Flash grinned and clapped his hands together. “Oh-ho! This just got interesting.”
Wonder Woman smirked. “A contest of sweets, then?”
And just like that, the battle lines were drawn.
Superman wasted no time contacting his mother, explaining the situation with excitement in his voice. Meanwhile, Batman sent an encrypted message to Alfred, who replied with a simple: Understood. Commencing preparations.
Danny, who had just wanted some cookies or pie, now found himself at the center of an intergalactic baking war.
“Uh,” he started, watching as Superman and Batman prepared to bring their respective champions into the fray. “…This isn’t what I expected, but I’m not complaining.”
Constantine clapped him on the back. “Buckle up, kid. You just started the Bake-Off of the Century.”
And so, the great Bake War between Ma Kent and Alfred Pennyworth commenced, all for the favor of one very amused Ghost King.
Two days later, the Watchtower kitchen was in utter chaos.
Flash had somehow been appointed the official taste tester and was already on his fifth plate, buzzing with sugar-induced energy. Green Lantern had made a bet on Alfred and was wearing an apron that said Kiss the Cook, despite not actually doing any cooking.
Martian Manhunter was curiously sniffing a pecan pie, while Wonder Woman was critiquing Superman’s rolling technique. "Kal, you are treating that dough as if you were forging a sword.
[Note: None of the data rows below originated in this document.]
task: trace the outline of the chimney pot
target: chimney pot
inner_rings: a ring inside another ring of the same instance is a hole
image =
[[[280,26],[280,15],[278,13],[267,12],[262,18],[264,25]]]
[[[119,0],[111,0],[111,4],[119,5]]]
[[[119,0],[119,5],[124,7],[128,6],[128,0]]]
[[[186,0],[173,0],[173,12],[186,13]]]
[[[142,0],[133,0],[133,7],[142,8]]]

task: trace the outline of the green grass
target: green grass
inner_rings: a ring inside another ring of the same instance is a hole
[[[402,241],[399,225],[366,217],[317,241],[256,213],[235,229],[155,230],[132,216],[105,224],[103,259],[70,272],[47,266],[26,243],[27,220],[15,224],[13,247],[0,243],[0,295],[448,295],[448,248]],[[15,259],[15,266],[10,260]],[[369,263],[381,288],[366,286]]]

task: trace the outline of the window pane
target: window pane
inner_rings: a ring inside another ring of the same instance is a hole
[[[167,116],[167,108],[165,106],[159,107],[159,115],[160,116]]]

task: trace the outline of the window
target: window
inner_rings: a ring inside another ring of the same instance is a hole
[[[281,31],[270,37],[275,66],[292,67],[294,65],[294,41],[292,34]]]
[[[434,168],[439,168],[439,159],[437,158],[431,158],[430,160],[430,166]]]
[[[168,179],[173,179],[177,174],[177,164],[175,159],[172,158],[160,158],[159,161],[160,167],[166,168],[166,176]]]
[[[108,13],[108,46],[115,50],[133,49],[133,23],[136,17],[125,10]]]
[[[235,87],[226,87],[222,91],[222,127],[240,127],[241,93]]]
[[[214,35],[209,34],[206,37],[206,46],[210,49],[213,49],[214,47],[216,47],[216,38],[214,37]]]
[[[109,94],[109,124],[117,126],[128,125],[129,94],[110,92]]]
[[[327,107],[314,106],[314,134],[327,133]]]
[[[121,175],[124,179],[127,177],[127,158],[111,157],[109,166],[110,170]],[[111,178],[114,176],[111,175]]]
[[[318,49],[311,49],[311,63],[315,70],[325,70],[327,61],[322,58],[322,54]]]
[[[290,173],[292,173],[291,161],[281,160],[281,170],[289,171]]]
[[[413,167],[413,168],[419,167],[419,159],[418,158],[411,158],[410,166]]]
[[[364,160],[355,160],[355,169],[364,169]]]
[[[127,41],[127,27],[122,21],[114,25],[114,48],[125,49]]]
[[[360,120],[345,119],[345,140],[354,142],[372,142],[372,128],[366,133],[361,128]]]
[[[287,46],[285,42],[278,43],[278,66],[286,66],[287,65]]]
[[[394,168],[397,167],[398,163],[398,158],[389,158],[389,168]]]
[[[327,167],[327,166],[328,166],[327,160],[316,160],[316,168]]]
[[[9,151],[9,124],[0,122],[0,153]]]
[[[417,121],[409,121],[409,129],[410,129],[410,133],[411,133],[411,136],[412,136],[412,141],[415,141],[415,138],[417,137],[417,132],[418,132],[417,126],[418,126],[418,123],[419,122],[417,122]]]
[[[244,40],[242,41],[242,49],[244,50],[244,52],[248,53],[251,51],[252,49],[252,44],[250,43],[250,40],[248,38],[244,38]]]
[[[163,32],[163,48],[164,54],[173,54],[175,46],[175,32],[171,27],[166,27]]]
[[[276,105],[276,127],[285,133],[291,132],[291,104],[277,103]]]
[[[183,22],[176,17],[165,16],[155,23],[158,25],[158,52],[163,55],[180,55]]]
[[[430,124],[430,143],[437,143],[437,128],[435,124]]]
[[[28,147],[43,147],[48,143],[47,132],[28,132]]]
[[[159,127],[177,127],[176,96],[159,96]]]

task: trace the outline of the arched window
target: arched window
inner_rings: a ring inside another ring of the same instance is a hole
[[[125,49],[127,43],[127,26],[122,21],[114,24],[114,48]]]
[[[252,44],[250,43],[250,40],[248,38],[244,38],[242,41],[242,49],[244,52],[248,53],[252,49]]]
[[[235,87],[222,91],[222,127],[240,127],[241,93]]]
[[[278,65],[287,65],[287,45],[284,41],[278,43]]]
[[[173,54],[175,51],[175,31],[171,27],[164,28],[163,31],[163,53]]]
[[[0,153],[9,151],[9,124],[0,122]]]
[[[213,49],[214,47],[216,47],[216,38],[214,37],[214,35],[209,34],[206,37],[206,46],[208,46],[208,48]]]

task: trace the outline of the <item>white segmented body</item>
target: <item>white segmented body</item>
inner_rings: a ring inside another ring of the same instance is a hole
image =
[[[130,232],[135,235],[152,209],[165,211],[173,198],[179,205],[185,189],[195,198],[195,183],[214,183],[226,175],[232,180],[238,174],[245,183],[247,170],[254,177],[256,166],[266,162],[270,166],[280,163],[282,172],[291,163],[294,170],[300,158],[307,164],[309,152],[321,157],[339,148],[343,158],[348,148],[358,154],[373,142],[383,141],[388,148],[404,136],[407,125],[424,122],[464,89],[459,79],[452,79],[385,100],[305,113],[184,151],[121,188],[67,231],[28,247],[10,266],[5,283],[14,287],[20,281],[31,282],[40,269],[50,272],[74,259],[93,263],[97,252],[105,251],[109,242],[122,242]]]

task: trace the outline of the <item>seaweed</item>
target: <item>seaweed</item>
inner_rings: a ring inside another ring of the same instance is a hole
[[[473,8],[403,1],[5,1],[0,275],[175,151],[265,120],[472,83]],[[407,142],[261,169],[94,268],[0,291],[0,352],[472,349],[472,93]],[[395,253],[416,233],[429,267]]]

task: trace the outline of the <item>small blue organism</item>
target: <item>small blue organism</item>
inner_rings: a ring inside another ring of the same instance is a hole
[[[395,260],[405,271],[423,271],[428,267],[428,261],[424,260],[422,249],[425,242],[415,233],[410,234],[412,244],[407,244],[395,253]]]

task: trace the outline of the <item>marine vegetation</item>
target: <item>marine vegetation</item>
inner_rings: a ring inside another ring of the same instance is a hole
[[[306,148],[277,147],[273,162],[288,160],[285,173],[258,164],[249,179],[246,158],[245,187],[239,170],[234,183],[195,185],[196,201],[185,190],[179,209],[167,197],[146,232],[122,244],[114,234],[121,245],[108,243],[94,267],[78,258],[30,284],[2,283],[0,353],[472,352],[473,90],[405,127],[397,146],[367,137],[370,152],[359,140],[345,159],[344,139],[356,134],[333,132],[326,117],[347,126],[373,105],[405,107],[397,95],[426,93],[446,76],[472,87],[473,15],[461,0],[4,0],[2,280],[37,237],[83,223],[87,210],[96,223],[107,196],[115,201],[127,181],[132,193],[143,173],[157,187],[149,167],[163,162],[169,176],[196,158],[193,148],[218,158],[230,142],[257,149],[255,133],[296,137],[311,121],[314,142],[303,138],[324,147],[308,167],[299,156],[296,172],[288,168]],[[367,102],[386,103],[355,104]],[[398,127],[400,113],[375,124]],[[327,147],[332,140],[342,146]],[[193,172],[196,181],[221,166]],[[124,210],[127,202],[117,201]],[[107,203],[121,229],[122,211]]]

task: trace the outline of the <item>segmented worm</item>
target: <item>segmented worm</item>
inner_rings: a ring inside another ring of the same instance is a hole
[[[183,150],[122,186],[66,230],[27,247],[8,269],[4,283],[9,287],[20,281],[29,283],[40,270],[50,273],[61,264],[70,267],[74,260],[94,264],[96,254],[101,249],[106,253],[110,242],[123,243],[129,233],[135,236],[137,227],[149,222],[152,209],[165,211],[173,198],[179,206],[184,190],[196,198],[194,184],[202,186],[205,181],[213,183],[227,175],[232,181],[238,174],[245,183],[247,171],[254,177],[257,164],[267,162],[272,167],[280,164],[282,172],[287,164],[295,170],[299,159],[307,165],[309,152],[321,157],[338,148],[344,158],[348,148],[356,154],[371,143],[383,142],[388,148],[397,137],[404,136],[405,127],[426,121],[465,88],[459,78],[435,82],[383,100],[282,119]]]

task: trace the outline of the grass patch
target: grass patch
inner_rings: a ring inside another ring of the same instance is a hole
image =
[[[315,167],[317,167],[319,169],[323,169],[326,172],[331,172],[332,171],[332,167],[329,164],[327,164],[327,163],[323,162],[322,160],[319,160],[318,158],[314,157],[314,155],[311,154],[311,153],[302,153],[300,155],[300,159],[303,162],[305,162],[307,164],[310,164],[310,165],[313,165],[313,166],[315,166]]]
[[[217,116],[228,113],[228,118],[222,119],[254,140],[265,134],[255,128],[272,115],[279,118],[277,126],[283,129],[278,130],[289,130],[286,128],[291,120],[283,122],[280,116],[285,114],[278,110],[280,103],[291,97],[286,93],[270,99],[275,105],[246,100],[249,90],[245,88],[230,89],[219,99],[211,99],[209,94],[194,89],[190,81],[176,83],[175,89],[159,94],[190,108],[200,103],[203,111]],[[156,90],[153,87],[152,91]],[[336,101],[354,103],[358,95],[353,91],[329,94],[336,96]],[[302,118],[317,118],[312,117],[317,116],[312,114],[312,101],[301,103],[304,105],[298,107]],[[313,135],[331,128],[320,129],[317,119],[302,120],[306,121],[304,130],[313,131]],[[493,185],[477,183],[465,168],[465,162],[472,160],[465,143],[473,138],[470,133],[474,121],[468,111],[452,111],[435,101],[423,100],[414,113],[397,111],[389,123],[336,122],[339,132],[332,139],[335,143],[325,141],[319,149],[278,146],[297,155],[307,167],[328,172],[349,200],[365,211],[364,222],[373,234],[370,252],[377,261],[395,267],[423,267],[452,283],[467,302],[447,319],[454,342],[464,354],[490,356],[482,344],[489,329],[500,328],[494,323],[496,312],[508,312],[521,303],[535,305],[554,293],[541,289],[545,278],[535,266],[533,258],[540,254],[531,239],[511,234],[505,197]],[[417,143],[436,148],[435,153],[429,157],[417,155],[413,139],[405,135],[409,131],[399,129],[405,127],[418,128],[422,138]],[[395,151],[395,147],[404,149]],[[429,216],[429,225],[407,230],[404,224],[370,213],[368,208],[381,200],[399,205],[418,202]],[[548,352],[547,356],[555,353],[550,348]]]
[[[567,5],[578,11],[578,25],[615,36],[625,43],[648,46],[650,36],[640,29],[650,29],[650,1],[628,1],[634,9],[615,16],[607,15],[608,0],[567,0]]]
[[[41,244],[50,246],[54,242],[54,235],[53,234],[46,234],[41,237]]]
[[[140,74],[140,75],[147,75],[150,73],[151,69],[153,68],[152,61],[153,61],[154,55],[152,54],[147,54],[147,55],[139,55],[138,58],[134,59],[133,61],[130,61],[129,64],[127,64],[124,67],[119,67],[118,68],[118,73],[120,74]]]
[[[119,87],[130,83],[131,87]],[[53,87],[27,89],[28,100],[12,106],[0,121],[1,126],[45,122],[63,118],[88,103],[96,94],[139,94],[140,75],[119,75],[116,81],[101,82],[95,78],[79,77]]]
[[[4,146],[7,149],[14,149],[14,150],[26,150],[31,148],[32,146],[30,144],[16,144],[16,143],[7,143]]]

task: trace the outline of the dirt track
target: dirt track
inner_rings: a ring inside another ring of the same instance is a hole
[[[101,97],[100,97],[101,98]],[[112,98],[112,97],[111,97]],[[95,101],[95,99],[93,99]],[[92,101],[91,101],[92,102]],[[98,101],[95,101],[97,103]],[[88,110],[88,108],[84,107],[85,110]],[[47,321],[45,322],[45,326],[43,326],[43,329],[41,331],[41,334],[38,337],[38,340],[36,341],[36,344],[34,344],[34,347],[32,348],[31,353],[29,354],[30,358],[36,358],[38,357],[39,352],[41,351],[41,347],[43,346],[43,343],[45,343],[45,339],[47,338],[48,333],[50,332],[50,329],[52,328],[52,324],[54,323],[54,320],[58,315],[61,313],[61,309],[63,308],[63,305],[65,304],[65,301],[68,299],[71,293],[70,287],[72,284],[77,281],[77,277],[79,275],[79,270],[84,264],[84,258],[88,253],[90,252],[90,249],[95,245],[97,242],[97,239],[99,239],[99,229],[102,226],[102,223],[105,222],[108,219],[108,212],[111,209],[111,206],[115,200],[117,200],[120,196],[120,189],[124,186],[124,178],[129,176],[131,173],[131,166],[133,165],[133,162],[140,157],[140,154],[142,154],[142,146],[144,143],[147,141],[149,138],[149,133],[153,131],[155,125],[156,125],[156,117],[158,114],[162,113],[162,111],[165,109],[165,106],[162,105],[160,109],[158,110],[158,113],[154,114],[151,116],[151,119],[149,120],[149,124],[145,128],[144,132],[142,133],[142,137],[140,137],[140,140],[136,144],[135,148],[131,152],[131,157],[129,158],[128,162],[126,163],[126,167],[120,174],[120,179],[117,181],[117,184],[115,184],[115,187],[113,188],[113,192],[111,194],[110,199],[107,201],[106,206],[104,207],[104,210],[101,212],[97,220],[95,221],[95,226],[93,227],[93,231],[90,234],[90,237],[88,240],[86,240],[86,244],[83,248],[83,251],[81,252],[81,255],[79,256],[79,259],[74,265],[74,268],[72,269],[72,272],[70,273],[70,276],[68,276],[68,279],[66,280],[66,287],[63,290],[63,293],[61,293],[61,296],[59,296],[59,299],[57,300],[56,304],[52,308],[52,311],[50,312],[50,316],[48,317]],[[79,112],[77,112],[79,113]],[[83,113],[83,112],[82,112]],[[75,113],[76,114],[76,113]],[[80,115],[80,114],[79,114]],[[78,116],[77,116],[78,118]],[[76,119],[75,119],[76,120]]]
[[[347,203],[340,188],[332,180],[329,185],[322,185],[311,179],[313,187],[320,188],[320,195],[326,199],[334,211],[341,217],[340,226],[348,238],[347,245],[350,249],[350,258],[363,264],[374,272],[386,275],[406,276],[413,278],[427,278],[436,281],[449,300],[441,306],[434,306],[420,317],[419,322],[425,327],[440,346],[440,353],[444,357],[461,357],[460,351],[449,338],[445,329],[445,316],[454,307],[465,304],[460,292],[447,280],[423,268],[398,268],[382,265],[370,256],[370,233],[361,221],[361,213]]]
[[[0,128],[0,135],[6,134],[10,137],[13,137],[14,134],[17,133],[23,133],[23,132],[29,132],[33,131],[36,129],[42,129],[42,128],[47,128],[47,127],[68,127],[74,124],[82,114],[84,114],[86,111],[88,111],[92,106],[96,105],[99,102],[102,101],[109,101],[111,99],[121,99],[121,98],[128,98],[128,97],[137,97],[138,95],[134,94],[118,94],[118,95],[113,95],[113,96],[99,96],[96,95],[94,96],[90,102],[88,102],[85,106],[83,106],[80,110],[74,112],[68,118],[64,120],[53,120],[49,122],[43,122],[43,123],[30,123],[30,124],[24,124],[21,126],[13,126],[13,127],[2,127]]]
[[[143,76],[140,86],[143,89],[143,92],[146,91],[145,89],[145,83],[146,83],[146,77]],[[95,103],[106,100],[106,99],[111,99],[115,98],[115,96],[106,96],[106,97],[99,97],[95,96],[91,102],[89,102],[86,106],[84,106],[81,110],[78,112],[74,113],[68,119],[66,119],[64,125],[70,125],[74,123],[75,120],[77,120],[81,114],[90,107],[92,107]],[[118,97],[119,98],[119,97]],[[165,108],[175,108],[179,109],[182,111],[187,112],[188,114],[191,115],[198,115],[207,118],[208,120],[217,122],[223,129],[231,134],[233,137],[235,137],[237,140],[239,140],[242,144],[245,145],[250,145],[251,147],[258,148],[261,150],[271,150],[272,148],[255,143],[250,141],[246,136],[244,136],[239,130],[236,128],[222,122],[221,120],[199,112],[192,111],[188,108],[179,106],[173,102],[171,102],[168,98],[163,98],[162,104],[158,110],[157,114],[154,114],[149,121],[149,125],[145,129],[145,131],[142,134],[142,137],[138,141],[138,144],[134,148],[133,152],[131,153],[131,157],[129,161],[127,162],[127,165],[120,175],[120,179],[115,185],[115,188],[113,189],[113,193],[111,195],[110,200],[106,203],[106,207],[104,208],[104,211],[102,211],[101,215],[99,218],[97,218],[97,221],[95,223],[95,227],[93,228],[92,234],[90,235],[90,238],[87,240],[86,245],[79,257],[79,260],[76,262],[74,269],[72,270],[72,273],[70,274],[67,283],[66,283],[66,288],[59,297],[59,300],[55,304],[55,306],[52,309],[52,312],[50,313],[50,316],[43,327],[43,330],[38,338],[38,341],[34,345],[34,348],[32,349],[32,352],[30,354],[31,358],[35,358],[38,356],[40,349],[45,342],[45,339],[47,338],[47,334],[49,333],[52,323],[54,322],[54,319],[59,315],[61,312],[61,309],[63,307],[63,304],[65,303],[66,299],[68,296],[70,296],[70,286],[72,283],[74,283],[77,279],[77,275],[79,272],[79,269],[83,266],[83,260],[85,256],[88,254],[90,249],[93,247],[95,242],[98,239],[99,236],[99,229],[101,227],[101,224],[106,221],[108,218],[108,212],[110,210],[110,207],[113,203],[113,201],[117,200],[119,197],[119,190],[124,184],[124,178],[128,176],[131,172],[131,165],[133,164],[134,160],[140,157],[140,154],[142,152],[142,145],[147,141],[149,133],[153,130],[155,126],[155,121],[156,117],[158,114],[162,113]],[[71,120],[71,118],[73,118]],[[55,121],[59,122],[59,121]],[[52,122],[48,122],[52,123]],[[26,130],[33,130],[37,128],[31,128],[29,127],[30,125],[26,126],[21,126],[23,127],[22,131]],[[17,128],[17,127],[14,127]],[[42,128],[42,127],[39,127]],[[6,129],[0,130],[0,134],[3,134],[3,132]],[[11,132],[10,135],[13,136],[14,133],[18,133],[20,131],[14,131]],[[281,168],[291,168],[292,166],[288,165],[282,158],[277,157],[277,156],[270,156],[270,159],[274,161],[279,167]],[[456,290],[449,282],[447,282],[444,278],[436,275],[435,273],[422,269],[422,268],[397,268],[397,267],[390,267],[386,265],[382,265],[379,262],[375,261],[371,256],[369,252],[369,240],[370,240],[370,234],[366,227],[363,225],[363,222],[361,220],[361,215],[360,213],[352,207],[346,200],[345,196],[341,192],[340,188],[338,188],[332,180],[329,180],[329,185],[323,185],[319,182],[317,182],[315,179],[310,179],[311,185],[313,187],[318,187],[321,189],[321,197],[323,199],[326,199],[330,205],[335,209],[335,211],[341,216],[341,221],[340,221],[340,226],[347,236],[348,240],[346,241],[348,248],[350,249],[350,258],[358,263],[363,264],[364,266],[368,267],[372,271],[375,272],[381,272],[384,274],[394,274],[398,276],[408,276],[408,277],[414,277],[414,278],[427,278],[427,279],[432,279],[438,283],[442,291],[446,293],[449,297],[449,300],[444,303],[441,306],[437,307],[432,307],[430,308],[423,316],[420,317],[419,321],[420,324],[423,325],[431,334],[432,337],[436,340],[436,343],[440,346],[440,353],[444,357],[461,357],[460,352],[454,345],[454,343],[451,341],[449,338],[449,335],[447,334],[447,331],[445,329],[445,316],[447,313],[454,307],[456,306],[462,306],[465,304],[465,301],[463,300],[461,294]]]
Relax. Let it breathe."
Batman, meanwhile, had an array of meticulously measured ingredients lined up in front of him. Alfred had given him explicit instructions, and Batman followed them with the precision of a man planning a high-stakes infiltration.
Danny was sprawled across a floating chair conjured from his own ectoplasmic energy, munching on a cookie from an early batch. “You guys do realize I could just declare both the winners, right?”
Superman shot him a look. “That’s not how this works.”
Batman nodded gravely. “There must be a victor.”
Danny snickered. "You guys are way too into this."
Constantine lit a cigarette and leaned against the counter, watching the madness unfold. “This might be the best thing I’ve ever seen.”
Alfred and Ma Kent, meanwhile, were exchanging polite but intense glances, silently acknowledging each other as true culinary warriors.
The Ghost King had spoken. The battle for baked good supremacy would rage on.